2. Generate synthetic data for temperature observations and forecasts time-series

# Create a time-axis
t0 = sts.Calendar().time(2016, 1, 1)
ta = sts.TimeAxis(t0, sts.deltahours(1), 240)

# Create a TemperatureSourceVector to hold the set of observation time-series
obs_set = api.TemperatureSourceVector()

# Create a time-series having a constant temperature of 15 at a GeoPoint(100, 100, 100)
ts = sts.TimeSeries(ta, fill_value=15.0,point_fx=sts.POINT_AVERAGE_VALUE)
geo_ts = api.TemperatureSource(api.GeoPoint(100, 100, 100), ts)
obs_set.append(geo_ts)
# Create a TemperatureSourceVector to hold the set of forecast time-series
fc_set = api.TemperatureSourceVector()

# Create a time-series having constant offset of 2 and add it to the set of observation time-series
off_ts = sts.TimeSeries(ta, fill_value=2.0,point_fx=sts.POINT_AVERAGE_VALUE)
for obs in obs_set:
    fc_ts = api.TemperatureSource(obs.mid_point(), obs.ts + off_ts)
    fc_set.append(fc_ts)

3. Calculate the bias time-series using Kalman filter

# Create a TemperatureSourceVector to hold the set of bias time-series
bias_set = api.TemperatureSourceVector()

# Create the Kalman filter having 8 samples spaced every 3 hours to represent a daily periodic pattern
kf = api.KalmanFilter()
kbp = api.KalmanBiasPredictor(kf)
kta = sts.TimeAxis(t0, sts.deltahours(3), 8)

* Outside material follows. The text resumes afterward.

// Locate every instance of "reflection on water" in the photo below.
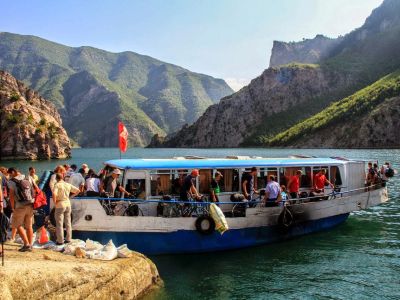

# Calculate the coefficients of Kalman filter and
# Create bias time-series based on the daily periodic pattern
for obs in obs_set:
    kbp.update_with_forecast(fc_set, obs.ts, kta)
    pattern = api.KalmanState.get_x(kbp.state) * np.array(-1.0) # By convention, inverse sign of pattern values
    bias_ts = sts.create_periodic_pattern_ts(pattern, sts.deltahours(3), ta.time(0), ta)
    bias_set.append(api.TemperatureSource(obs.mid_point(), bias_ts))

4. Apply bias to forecasts

# Correct the set of forecasts by applying the set of bias time-series
for i in range(len(fc_set)):
    fc_set[i].ts += bias_set[i].ts # By convention, add bias time-series

# Check the last value of the time-series. It should be around 15
print(fc_set[0].ts.value(239))

5. Plot the results

fig, ax = plt.subplots(figsize=(20,15))
for i in range(len(bias_set)):
    obs = obs_set[i]
    fc = fc_set[i]
    bias = bias_set[i]
    timestamps = [datetime.datetime.utcfromtimestamp(p) for p in obs.ts.time_axis.time_points]
    ax.plot(timestamps[:-1], obs.ts.values, label = 'Observation')
    ax.plot(timestamps[:-1], fc.ts.values, label = 'Forecast')
    ax.plot(timestamps[:-1], bias.ts.values, label = 'Bias')
fig.autofmt_xdate()
ax.legend(title='Temperature')
ax.set_ylabel('Temp ($^\circ$C)')
../../../../_images/plot.png